La Grande Guerra lascia l’Europa in ginocchio, l’elenco dei morti, dei feriti, delle rovine non ha precedenti, e i danni non sono solo materiali: la guerra crea infatti le premesse di frustrazione e di odio che porteranno ai totalitarismi e alla Seconda Guerra Mondiale. Eppure il secolo si era aperto con l’esibizione di ottimismo della grande Esposizione Universale di Parigi del 1900 e con lo sfarzo spensierato della Belle Époque. Ma in quel mondo luminoso diventano più profonde le ingiustizie sociali, crescono i semi del nazionalismo e si rafforzano le visioni intellettuali che spingono al conflitto. Molti, soprattutto tra i giovani, vedono nella guerra qualcosa di necessario, un destino ineluttabile, un’occasione imperdibile: la guerra come motore di rigenerazione collettiva, un cataclisma purificatore.
Il 28 giugno 1914, a Sarajevo, viene ucciso l’arciduca Francesco Ferdinando. È l’inizio della crisi. Il 23 luglio l’Austria invia un ultimatum alla Serbia, cinque giorni più tardi scoppia la guerra. L’Italia, rimasta inizialmente neutrale, il 24 maggio 1915 si schiera contro gli ex alleati mitteleuropei: troppo forti il sentimento antiaustriaco della popolazione e la spinta del movimento irredentista per rispettare la firma della Triplice Alleanza. Con la Grande Guerra, in cui fanno per la prima volta la loro comparsa carri armati, gas, aerei e il filo spinato delle trincee, tramonta la speranza di un nuovo secolo di pace e viene meno un mondo, quello della Belle Époque, delle corti sfarzose e delle grandi dinastie.

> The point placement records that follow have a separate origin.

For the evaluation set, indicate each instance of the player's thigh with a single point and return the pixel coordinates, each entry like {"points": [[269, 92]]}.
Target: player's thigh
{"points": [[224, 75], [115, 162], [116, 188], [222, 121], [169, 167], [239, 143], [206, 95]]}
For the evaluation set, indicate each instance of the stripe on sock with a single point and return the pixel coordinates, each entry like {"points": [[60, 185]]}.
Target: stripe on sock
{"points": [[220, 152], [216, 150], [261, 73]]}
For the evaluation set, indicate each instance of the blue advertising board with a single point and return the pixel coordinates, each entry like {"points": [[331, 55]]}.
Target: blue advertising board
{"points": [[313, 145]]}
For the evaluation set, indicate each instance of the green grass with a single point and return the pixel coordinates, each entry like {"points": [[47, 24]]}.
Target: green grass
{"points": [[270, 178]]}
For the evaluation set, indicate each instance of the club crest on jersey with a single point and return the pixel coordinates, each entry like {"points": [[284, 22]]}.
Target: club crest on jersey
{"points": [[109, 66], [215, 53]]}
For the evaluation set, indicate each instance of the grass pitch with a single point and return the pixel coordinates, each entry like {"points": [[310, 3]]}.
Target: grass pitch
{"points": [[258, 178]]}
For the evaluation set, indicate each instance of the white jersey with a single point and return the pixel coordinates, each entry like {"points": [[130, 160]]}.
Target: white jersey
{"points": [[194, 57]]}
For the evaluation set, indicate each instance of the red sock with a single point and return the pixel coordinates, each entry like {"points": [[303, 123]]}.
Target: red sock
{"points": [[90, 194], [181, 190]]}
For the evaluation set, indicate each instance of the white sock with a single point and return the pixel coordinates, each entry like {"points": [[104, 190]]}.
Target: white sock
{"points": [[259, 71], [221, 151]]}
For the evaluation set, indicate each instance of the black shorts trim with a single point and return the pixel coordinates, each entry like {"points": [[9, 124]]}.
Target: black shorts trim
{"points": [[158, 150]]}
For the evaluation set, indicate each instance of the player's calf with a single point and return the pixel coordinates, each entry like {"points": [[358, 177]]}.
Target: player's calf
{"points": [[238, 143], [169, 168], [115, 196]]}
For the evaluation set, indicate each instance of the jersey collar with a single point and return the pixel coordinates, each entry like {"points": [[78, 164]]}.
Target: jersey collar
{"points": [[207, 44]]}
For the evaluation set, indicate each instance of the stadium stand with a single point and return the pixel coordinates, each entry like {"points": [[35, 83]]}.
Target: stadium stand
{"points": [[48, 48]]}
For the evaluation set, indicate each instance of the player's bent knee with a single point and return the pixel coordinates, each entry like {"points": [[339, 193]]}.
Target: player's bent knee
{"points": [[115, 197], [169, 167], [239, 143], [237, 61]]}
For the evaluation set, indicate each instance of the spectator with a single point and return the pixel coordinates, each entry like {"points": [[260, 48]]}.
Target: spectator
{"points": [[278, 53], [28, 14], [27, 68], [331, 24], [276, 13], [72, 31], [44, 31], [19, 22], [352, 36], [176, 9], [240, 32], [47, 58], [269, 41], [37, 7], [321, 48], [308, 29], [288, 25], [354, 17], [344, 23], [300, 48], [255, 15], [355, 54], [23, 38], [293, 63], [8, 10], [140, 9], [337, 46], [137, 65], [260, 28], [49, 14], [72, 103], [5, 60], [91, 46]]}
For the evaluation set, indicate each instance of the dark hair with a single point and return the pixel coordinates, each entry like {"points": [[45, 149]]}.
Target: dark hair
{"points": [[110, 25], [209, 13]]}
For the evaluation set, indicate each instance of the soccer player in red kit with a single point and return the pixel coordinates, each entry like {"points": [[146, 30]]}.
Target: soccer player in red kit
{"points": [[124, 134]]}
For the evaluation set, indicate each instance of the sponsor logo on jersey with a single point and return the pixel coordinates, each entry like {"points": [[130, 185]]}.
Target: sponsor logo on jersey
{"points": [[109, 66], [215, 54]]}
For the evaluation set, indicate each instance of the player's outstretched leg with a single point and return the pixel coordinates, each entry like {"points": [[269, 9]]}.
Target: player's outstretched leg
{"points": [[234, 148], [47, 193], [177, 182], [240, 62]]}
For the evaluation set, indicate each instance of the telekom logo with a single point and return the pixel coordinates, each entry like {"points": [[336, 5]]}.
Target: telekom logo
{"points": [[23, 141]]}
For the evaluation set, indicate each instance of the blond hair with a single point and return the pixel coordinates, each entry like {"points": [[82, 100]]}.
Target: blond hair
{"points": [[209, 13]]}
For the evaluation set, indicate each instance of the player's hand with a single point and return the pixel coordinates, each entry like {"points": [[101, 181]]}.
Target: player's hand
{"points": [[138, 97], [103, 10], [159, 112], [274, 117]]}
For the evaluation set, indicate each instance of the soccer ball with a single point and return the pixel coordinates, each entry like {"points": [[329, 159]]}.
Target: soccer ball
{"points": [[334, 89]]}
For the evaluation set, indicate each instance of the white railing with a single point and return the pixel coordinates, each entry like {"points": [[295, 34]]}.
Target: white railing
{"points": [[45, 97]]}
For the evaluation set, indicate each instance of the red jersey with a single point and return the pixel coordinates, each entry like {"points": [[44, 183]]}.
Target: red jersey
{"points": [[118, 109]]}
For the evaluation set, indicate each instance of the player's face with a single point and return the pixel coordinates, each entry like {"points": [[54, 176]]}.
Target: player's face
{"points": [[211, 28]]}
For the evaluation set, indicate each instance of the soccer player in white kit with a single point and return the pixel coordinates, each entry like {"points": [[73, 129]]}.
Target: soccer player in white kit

La mattina del 4 agosto 1914 le truppe tedesche passano la frontiera del Belgio e danno così avvio alla Prima Guerra Mondiale, attaccando con un’operazione lampo il cuore dell’Europa rappresentato dalla Francia.L’attacco, secondo il piano Schlieffen, avviene violando la neutralità del Belgio e scatenando in tal modo l’intervento della Gran Bretagna.L’armata tedesca, che secondo i piani avrebbe dovuto raggiungere e annientare Parigi in sei settimane, il 7 settembre viene fermata in un feroce combattimento sulla Marna.La guerra lampo voluta dai tedeschi lascia il posto alla lunga e logorante guerra di posizione.